Indeed they are also called topminnows and that is more descriptive. Many of them also have that spot on the head & are called star heads. In India, in a case of convergent evolution, the Aplocheilus like lineatus have a spot on the top of the head. Scheel suggested that even offered some detection of a shadow - a good thing in a world of cranes, herons, egrets & kingfishers.

Don't know if the Fundulus spot is light sensitive. It makes them pretty easy to spot for aquarists & presumably other predators.

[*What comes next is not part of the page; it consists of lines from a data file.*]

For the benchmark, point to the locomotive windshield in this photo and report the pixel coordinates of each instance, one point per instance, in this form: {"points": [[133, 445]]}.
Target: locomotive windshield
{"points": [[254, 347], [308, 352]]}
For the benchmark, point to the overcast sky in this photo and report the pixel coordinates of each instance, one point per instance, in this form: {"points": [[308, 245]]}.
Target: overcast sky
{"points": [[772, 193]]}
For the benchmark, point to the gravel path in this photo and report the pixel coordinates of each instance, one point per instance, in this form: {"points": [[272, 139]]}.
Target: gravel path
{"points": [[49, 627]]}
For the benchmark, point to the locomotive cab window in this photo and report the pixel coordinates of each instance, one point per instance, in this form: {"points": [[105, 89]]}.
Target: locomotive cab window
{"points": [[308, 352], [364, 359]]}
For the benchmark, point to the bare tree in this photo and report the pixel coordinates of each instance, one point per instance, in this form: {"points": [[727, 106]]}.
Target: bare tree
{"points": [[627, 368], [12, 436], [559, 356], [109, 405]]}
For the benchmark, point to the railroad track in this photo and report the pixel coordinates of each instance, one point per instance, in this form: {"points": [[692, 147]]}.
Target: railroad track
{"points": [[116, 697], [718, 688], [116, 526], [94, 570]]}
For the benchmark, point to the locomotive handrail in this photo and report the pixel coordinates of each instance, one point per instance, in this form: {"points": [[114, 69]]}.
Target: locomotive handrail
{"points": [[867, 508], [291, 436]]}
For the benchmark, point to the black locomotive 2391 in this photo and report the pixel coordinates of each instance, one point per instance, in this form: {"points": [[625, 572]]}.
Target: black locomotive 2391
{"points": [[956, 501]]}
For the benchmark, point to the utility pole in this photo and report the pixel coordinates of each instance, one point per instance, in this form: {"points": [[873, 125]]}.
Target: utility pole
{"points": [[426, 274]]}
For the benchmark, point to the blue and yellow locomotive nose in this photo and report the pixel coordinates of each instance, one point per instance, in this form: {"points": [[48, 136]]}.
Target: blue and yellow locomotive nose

A Dutch word for ditch, canal or stream used a lot in the 1600s in New Netherlands (taking in parts of NY, NJ, Connecticut & Delaware & their water sheds)) was kill. So the surface "minnows" also became fishes of the kill or eventually killies.

Once jumped out of the suddenly stopped car to snap a shot of the sign designating a stream "Fish Kill" in western Massachusetts.

The name works better where other languages are spoken. Probably a numbers of killie nuts have mentioned their preferences in the company of other aquarists only to have someone sidle up and ask, "So you keep & breed piranhas?"

Scheel may have mentioned the origin of Panchax, but Die Hechtlinge, by Dr. Werner Neumann, in his book on the Pikelings or Hechlings (Aplocheilus, Epiplatys & Pachypanchax) traces the name panchax in Bengal/ Bengladesh. In Bengali the people call that fish panchax.

Today it is Aplocheilus panchax. But because the species ranges from the Ganges delta in Pakistan across India & SE Asia to at least Bali in Indonesia, it must have a lot of popular names. It also has collected a lot of scientific names as scientists of different languages and ethnicities described it.

At one time they were put into Esox, the genus of the Northern pikes. Looking at them, that makes a lot of sense. As they were studied more they were put into a genus Panchax & so the Bengali fish was Panchax panchax. There was a trend in the early 1900s to lump many killifish into Haplocheilus. As killies were reclassified in other genus, that name became Aplocheilus. Maybe some English guy dropped his "h"s.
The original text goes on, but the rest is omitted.